Unfortunately, many authors are more interested in excuses.
Is the love triangle trope edifying? Does it inspire readers to live better lives? Obviously not. It feeds vanity to have two or more people madly in love with you, and wish fulfillment is probably why this trope is popular. Reverse roles to see the problems. When a guy is loved by tons of girls and doesn’t care, he looks like Gaston.
A Plea to Writers
Stories need conflict, or no one will read them. Stories do not need melodrama, or I won’t read them.
I sympathize with the temptation to write a love triangle. It’s an easy form of conflict, and even the most poorly written ones do have the what-happens-next appeal that keeps readers turning pages.
If you’re writing a story with a love triangle developing, you don’t have to stop. Just please, please be honest about what it will do to the relationships. Destroy the marriage, end the friendship, depict the sadness of the serial monogamist.
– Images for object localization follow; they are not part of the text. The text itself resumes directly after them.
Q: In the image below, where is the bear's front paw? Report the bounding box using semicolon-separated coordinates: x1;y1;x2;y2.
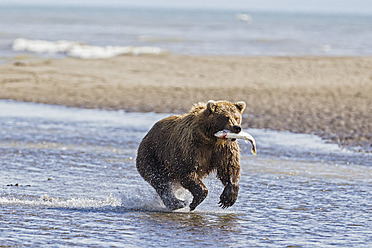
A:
218;184;239;209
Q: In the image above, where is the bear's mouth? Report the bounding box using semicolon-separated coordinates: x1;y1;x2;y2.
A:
214;130;237;142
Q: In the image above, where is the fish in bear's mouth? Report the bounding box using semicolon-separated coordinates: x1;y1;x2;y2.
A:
214;129;257;156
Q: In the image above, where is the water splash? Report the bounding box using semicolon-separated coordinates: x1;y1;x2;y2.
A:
0;194;121;209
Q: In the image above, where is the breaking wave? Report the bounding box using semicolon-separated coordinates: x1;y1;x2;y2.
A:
12;38;168;59
0;191;168;213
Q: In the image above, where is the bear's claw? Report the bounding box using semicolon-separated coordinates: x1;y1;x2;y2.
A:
218;184;238;209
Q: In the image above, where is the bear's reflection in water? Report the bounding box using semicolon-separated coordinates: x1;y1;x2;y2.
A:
137;211;243;245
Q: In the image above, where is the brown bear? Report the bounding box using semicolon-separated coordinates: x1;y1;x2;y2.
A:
136;100;246;211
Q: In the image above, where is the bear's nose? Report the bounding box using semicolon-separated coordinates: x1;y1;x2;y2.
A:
232;125;241;133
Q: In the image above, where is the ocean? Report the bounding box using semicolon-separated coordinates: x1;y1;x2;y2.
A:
1;4;372;61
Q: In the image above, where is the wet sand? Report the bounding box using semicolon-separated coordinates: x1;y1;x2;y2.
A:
0;55;371;152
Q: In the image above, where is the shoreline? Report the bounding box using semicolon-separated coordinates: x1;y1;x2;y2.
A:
0;55;371;152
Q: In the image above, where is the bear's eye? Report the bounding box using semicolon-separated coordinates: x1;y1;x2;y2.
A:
232;114;240;122
225;116;230;122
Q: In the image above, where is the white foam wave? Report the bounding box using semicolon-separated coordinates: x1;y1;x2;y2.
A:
0;191;187;213
0;194;121;209
12;38;167;59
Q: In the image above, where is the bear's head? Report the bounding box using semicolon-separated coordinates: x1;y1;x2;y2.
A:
198;100;246;138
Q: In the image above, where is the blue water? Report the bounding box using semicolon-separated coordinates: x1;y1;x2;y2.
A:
1;101;371;247
1;4;372;61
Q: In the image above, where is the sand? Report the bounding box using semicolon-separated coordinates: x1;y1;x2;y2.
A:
0;55;371;152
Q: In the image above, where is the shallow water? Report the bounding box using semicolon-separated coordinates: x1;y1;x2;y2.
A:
1;101;371;247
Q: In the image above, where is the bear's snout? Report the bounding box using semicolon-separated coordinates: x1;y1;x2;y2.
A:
232;125;241;133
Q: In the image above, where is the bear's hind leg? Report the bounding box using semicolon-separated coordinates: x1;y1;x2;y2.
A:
153;182;187;210
180;174;208;211
137;158;186;210
148;173;186;210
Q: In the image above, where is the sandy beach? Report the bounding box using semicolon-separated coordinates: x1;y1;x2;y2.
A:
0;55;371;152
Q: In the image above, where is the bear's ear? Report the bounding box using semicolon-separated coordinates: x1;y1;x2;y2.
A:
235;101;246;113
206;100;217;113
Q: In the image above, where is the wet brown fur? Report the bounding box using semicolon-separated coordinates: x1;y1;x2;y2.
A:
136;100;246;211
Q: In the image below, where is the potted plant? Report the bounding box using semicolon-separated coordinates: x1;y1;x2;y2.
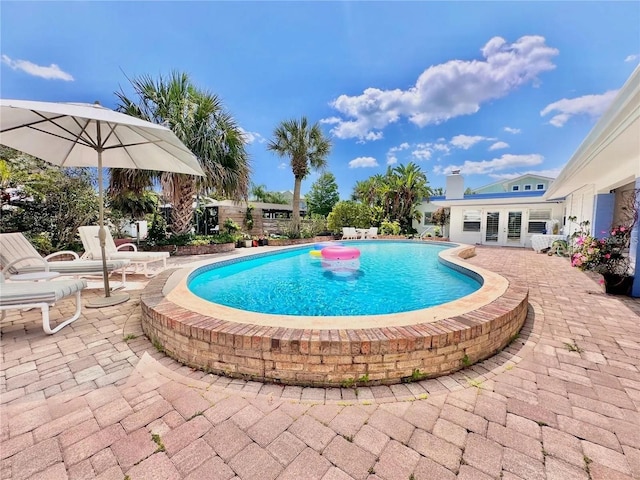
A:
571;220;635;295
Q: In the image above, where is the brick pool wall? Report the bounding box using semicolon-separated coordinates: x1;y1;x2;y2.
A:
140;246;528;386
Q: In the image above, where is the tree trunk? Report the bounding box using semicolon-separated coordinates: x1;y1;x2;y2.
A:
292;176;302;235
171;181;196;235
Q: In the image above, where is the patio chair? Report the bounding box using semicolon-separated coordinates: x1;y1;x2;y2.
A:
0;232;129;284
341;227;359;240
78;226;169;277
365;227;378;239
0;275;88;334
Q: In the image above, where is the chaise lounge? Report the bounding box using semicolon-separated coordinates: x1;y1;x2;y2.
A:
0;274;88;334
78;226;169;277
0;232;130;284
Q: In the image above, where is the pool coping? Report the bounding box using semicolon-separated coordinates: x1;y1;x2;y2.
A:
140;240;529;386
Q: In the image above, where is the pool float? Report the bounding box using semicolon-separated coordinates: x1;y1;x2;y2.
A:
320;246;360;260
309;249;322;257
314;241;343;250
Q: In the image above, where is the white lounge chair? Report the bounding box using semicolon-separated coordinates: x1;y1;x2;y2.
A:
78;226;169;277
0;275;88;334
365;227;378;239
341;227;359;240
0;232;130;284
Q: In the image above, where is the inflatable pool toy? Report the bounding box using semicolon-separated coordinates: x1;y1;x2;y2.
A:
320;246;360;260
309;249;322;257
313;241;343;250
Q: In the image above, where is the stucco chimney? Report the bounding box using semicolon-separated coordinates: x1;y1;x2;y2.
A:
446;171;464;199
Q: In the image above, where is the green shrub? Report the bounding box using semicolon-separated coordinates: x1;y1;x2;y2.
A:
327;201;372;233
380;219;401;235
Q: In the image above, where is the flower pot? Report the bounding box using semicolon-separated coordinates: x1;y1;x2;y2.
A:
252;240;258;247
603;274;633;295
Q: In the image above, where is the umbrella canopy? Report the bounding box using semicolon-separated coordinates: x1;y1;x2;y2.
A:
0;98;205;307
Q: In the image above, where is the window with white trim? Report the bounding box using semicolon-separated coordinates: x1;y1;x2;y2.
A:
524;184;532;191
536;183;545;190
528;209;552;233
463;210;481;232
423;212;433;225
512;185;520;191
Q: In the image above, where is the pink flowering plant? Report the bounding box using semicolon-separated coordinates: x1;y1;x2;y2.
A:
570;220;632;276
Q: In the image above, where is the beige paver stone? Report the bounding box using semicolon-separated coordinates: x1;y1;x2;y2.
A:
120;398;173;433
462;433;503;478
588;463;635;480
321;467;354;480
353;424;390;457
407;429;462;472
203;396;248;425
58;418;101;449
487;421;543;461
582;440;632;476
162;414;212;456
558;415;621;451
111;427;157;469
266;431;306;466
440;403;488;434
204;419;252;462
228;442;282;480
328;405;369;436
544;457;589;480
278;447;331;480
183;456;235;480
403;400;441;430
94;465;124;480
33;406;93;442
502;447;545;480
11;437;62;480
0;431;33;460
62;423;126;466
29;462;69;480
288;414;336;451
170;438;215;476
246;409;293;447
307;404;342;424
541;426;585;467
373;440;420;480
367;408;414;444
323;435;376;480
9;404;51;436
90;448;118;475
229;404;265;430
171;388;211;420
67;458;95;478
124;452;181;480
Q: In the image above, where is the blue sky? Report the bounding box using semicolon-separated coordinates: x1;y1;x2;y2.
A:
1;1;639;199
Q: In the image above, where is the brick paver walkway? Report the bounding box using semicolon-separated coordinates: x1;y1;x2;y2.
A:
1;246;639;479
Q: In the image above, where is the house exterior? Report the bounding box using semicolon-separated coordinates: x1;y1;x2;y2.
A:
472;174;554;194
414;173;564;248
545;65;639;296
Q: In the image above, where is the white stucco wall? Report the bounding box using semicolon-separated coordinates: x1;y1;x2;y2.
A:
563;184;596;236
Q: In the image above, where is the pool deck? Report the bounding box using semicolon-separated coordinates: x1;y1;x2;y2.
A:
1;246;639;479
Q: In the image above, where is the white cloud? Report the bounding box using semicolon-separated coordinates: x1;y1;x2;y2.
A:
323;35;558;141
349;156;379;168
489;141;509;151
625;54;639;63
386;142;410;165
488;167;562;180
540;90;618;127
434;153;544;175
450;135;494;150
411;148;432;161
278;162;287;170
239;127;265;144
1;54;74;81
503;127;521;134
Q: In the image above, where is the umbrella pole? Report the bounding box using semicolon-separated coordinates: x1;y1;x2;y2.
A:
86;147;129;308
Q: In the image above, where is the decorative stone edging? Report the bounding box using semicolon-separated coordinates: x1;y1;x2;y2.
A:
140;244;528;387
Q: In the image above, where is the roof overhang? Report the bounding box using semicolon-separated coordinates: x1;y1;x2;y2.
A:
545;66;640;200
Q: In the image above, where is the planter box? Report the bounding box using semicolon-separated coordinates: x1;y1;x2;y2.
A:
147;243;235;256
266;235;336;247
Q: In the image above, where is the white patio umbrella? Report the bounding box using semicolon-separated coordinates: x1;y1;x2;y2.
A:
0;98;204;307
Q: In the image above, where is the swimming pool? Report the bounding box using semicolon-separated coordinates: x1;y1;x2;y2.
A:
141;241;529;386
188;242;481;316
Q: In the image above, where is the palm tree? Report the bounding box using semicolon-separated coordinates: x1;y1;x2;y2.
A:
267;117;332;235
111;72;251;234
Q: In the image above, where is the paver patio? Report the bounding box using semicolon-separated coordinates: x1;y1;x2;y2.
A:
1;246;639;479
You don’t have to end in despair, but as with Andrei and Natasha, recognize that redemption comes through forgiveness, not excuses.
Or better yet, write about the normal issues that arise in a deepening romantic relationship such as selfishness, communication breakdown, and disagreement about the future. These are valid obstacles that still leave us rooting for the couple. In another throwback to The Office, by the last season, when Jim and Pam have been married for a few years, their relationship drama has nothing to do with other people. It’s all about the conflict that they have created, but we still want them to work out.
These honest stories are difficult to write well. Telling the story of the thousand trivial tragedies that can drive a couple apart requires both brutal honesty and undying hope on a level beyond most authors.
But from one reader-writer to another, I hope you’ll try.
An earlier version of this essay appears on my other blog, roadstainedfeet.wordpress.com.
I always hated the love triangle. A Once and Future King, which I like, was ruined a little for me seeing King Arthur and Lancelot played off of each other like that.
It also annoyed me in the The Dark Knight when the only 2 good guys in Gotham, Bruce Wayne and Harvey Dent, were being emotionally manipulated while they were trying to save the city. I was actually really happy Rachel died. Unfortunately she broke Harvey's brain with her indecision between two very easy choices.